Myths

DID myths usually do two unhelpful things at once: they turn a complex dissociative disorder into spectacle, or they dismiss it as impossible. Good education should do neither. The goal is not to win an internet argument; it is to make the public explanation calmer, sourced, and easier to improve later.

Myth: DID is only "multiple personalities"

DID is better understood as identity disruption with discontinuities in memory, agency, perception, affect, behavior, and functioning; the familiar phrase "multiple personalities" is only a narrow public shorthand.1

Myth: DID is always obvious

Many people with DID do not present with constant visible switching, and clinical guidance warns that dissociation is often missed when clinicians do not ask about it directly.2

Myth: DID is just roleplay, fantasy, or suggestion

The empirical literature does not support treating DID as merely a fad, a North American invention, or a condition created by suggestive clinicians.3 Psychobiological research has also found differences between diagnosed DID identity states and instructed simulated identity states.4

Myth: Careful skepticism means dismissal

False-positive or imitated presentations can happen, which is exactly why assessment should be careful, structured, trauma-informed, and differential rather than reflexively believing or reflexively dismissing.5

Myth: People with DID are dangerous

Research on treatment-engaged people with dissociative disorders found low recent criminal justice involvement and did not find dissociative symptoms to reliably predict criminal behavior.6 The bigger everyday risk is often isolation, shame, self-directed harm, or delayed treatment when people expect disbelief or fear.

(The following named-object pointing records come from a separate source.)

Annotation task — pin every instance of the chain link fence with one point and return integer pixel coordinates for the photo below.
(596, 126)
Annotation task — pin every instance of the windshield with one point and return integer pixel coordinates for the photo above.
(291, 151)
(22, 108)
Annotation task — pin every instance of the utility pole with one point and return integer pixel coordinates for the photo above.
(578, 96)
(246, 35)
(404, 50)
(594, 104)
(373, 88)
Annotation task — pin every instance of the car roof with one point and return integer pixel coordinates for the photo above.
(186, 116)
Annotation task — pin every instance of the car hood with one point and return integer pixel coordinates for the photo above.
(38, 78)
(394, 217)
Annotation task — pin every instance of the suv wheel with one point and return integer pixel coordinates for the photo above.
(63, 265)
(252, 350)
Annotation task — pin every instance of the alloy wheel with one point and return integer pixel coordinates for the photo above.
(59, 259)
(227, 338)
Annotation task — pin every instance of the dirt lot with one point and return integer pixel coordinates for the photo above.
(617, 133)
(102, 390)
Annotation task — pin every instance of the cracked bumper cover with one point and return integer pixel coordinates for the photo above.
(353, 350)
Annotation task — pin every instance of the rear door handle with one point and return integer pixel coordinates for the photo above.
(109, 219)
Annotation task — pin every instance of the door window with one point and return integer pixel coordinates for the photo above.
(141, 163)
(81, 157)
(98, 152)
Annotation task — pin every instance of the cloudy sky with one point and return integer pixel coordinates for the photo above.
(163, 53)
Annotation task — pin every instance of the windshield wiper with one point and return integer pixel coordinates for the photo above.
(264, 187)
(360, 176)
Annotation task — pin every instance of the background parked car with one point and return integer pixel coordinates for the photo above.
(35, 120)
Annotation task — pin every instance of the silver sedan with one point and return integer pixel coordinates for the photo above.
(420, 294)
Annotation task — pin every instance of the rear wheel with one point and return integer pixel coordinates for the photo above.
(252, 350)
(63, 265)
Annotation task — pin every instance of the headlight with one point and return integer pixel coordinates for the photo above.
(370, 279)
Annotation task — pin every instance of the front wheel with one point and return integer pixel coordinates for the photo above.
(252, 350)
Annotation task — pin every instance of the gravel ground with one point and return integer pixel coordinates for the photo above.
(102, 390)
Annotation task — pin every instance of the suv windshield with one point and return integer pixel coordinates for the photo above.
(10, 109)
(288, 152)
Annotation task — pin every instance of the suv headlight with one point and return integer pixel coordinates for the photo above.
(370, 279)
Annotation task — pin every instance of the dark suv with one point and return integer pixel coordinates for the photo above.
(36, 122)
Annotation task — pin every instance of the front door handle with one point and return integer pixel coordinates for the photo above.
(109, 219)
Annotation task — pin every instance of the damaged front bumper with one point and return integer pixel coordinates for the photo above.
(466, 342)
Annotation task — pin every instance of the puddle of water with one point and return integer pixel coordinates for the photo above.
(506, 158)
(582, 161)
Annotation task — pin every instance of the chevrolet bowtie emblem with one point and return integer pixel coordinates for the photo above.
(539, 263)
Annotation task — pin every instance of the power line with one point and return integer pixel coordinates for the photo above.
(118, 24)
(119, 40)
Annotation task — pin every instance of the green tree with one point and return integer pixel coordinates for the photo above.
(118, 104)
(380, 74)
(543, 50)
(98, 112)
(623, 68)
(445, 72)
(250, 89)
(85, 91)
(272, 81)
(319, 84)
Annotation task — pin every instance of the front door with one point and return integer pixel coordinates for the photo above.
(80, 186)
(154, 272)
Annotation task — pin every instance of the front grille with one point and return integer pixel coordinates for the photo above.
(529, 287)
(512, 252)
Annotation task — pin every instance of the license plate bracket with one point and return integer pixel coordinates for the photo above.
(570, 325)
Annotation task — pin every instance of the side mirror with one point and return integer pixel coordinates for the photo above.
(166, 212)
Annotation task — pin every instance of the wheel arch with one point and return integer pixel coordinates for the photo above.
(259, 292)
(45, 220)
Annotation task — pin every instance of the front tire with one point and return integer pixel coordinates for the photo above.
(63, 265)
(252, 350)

Myth: Recovery means rushing fusion or erasing parts

Clinical guidance supports sequenced treatment that begins with safety, stabilization, symptom reduction, and cooperation before deeper trauma processing.7 Recovery can include better communication, less amnesia-related risk, more shared functioning, and, for some systems, later integration goals chosen with informed consent.

Footnotes

  1. International Society for the Study of Trauma and Dissociation. (2011). Guidelines for treating dissociative identity disorder in adults, third revision. Journal of Trauma & Dissociation, 12(2), 115-187. pp. 117-118. Diagnostic presentation and assessment guidance.

  2. International Society for the Study of Trauma and Dissociation. (2011). Guidelines for treating dissociative identity disorder in adults, third revision. Journal of Trauma & Dissociation, 12(2), 115-187. pp. 118-119. Guideline discussion of covert presentation and missed diagnosis.

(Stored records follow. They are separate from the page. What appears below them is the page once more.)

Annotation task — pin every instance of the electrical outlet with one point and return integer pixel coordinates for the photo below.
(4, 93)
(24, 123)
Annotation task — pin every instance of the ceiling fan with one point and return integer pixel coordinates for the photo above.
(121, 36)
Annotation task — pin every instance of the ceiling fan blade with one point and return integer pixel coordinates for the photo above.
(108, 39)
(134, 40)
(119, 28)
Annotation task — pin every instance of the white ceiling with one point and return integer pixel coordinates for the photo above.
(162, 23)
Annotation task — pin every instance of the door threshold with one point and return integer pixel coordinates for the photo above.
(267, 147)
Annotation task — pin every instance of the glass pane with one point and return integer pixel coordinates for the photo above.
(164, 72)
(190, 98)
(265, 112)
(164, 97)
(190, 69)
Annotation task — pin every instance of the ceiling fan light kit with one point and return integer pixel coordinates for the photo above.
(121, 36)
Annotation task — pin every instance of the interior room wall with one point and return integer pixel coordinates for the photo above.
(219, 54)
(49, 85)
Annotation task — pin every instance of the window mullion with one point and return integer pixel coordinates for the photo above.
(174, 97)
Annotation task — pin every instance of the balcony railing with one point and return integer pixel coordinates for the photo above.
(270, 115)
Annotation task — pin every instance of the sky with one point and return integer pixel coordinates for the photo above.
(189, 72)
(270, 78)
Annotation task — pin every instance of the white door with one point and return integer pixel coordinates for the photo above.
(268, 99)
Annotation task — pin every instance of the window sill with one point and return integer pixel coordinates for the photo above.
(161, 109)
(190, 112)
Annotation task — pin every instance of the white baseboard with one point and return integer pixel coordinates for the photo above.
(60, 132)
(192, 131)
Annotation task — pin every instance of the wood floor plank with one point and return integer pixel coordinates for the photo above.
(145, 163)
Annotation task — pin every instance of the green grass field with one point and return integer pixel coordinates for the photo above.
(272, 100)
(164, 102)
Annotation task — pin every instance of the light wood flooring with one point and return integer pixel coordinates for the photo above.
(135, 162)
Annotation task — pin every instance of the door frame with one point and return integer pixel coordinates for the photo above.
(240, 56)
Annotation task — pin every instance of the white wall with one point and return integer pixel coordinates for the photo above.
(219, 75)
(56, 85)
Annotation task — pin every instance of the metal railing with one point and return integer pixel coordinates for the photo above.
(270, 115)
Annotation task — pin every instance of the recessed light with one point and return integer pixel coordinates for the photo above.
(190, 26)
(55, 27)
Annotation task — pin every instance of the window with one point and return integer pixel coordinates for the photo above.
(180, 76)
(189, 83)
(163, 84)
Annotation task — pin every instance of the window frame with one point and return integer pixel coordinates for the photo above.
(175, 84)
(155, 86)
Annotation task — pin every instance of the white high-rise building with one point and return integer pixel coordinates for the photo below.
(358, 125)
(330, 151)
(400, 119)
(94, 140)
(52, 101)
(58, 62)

  3. Brand, B. L., Sar, V., Stavropoulos, P., Kruger, C., Korzekwa, M., Martinez-Taboas, A., & Middleton, W. (2016). Separating fact from fiction: An empirical examination of six myths about dissociative identity disorder. Harvard Review of Psychiatry, 24(4), 257-270. Review article. Empirical review of repeated myths about DID.

  4. Reinders, A. A. T. S., Willemsen, A. T. M., Vos, H. P. J., den Boer, J. A., & Nijenhuis, E. R. S. (2012). Fact or factitious? A psychobiological study of authentic and simulated dissociative identity states. PLOS ONE, 7(6), e39279. Abstract and conclusions. Psychobiological comparison of authentic and simulated identity states.

  5. Pietkiewicz, I. J., Banbura-Nowak, A., Tomalski, R., & Boon, S. (2021). Revisiting false-positive and imitated dissociative identity disorder. Frontiers in Psychology, 12, 637929. Abstract and introduction. Differential diagnosis and false-positive assessment guidance.

  6. Webermann, A. R., & Brand, B. L. (2017). Mental illness and violent behavior: The role of dissociation. Borderline Personality Disorder and Emotion Dysregulation, 4, 2. Results and conclusions. Study addressing violence and criminality stereotypes in dissociative disorders.

  7. International Society for the Study of Trauma and Dissociation. (2011). Guidelines for treating dissociative identity disorder in adults, third revision. Journal of Trauma & Dissociation, 12(2), 115-187. p. 136. Consensus guidance for sequenced, phase-oriented treatment.